Marmaris, the loud and proud party-it-up town, is firmly stamped on the package-tourist trail. Despite the flow of sun-and-sand resort-goers, its stunning natural harbor and surrounding countryside is drop-dead gorgeous. Back on the Aegean coast, we headed to Bodrum. This once-sleepy fishing village has nowadays transformed itself to Turkey’s primo summer resort. The back lanes brim with uniformly whitewashed cottages, all sporting natty blue trims, while the waterfront’s palm-tree promenade and bobbing, shiny yachts provide the chief strolling territory for droves of holidaymakers each summer. After five days of living it up, we headed further north on the coast, where we unexpectedly found Akbük, a small “locals only” holiday town, with a permanent population of 4,000 and a summer population of 50,000. Finally we could not depart Turkey without visiting one more time the ruins of Ephesus. So after an overnight stay in the cute Selçuk, a budget-traveler favourite town, we were dazzled by the beauty of the ruins of the Roman city of Ephesus.

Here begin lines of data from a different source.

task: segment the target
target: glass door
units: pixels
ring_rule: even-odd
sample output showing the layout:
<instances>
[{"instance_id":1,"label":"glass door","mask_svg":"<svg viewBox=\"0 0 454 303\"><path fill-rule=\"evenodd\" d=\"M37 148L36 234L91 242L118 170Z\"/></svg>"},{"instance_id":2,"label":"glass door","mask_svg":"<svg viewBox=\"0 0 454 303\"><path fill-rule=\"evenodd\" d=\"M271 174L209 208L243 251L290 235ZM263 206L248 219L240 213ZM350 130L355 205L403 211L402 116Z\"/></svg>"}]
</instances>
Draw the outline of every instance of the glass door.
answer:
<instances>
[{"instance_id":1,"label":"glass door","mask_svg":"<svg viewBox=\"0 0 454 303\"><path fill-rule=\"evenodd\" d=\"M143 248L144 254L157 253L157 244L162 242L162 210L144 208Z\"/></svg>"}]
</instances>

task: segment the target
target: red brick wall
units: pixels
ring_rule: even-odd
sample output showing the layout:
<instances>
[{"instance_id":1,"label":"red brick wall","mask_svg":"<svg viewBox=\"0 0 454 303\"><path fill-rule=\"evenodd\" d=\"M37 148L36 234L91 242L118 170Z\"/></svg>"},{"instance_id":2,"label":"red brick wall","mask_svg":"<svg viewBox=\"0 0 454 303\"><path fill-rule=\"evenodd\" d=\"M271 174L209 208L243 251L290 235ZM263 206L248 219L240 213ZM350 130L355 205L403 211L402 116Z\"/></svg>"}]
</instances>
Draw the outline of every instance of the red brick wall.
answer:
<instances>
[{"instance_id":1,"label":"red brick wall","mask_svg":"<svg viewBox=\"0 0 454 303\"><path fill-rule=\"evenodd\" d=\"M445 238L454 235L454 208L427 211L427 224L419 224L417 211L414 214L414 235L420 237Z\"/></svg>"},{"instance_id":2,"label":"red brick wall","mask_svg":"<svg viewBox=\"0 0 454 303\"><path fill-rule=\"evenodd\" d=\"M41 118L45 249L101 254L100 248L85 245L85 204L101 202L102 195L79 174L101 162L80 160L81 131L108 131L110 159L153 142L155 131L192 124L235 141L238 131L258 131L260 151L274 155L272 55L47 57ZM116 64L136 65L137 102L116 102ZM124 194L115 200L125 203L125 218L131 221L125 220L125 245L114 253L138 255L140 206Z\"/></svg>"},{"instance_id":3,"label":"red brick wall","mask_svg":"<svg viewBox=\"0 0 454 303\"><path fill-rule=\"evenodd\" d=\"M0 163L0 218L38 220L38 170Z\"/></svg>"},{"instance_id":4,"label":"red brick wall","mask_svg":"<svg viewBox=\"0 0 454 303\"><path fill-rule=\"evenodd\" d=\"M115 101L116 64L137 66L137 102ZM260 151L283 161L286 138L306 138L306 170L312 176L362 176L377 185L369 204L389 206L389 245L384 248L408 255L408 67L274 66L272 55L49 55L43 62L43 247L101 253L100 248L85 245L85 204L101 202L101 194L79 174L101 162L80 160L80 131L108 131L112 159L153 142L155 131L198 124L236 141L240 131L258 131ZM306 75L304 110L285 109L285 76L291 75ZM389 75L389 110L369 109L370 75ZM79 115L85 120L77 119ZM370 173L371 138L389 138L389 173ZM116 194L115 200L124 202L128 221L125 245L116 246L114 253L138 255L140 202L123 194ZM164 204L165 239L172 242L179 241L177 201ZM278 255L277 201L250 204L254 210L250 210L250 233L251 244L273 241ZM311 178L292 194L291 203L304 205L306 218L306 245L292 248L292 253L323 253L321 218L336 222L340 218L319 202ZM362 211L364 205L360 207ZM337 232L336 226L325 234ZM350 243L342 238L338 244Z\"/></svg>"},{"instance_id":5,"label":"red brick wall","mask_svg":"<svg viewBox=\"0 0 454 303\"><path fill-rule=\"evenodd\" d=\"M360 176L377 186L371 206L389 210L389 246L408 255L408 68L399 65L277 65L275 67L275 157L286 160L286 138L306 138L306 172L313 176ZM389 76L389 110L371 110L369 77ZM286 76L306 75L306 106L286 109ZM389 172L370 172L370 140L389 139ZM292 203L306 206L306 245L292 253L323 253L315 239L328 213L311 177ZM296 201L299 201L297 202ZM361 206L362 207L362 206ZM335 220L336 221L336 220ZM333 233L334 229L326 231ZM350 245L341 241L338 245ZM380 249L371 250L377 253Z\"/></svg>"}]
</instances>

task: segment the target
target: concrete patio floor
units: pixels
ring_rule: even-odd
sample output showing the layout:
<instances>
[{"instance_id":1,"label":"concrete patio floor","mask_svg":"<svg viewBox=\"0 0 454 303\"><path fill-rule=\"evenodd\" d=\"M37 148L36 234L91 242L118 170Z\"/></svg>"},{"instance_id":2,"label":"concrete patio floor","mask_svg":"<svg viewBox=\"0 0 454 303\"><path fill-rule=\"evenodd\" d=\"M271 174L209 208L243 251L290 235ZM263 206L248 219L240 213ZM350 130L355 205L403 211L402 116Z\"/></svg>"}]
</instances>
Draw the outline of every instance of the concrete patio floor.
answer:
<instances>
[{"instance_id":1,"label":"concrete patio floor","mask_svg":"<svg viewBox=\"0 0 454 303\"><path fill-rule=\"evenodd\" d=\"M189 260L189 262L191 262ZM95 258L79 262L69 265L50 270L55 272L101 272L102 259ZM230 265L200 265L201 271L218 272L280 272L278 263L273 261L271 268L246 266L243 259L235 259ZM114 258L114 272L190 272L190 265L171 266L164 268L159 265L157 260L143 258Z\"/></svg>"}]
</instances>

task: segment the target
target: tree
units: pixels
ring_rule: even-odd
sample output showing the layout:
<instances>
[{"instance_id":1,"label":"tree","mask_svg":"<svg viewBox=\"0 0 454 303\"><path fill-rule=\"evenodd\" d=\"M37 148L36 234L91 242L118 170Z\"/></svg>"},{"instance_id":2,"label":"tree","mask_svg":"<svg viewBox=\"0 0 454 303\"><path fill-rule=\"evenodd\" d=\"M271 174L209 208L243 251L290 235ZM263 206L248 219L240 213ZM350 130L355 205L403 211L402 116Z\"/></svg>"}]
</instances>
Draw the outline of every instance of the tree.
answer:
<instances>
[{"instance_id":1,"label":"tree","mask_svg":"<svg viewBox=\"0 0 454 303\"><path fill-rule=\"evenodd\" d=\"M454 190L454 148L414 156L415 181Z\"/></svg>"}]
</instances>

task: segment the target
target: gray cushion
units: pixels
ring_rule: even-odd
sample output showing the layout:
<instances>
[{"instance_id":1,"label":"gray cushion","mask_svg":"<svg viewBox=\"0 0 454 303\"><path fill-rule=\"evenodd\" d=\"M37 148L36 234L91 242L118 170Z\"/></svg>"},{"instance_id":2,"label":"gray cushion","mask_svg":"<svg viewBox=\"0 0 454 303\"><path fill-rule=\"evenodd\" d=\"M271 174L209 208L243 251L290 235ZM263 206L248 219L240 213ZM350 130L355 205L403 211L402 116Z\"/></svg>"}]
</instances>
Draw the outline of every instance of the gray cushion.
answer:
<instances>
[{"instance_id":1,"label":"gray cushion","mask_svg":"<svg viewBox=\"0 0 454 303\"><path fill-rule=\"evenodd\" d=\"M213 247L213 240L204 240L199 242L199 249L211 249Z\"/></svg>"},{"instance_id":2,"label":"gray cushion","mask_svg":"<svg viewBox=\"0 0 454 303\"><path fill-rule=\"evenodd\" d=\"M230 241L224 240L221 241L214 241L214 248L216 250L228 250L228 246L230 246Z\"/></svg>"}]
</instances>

Our last stop was Çeşme, a Turkish resort town west of Izmir, on the Aegean Sea. Çeşme Castle, a restored military fortress overlooking the harbor, was the main attraction here that now houses the Çeşme Archaeology Museum, with displays of marble busts, metal coins and artifacts from nearby excavations. After a beautiful overnight camp by the marina, the next day we boarded the ship for the final part of our trip on the Greek islands.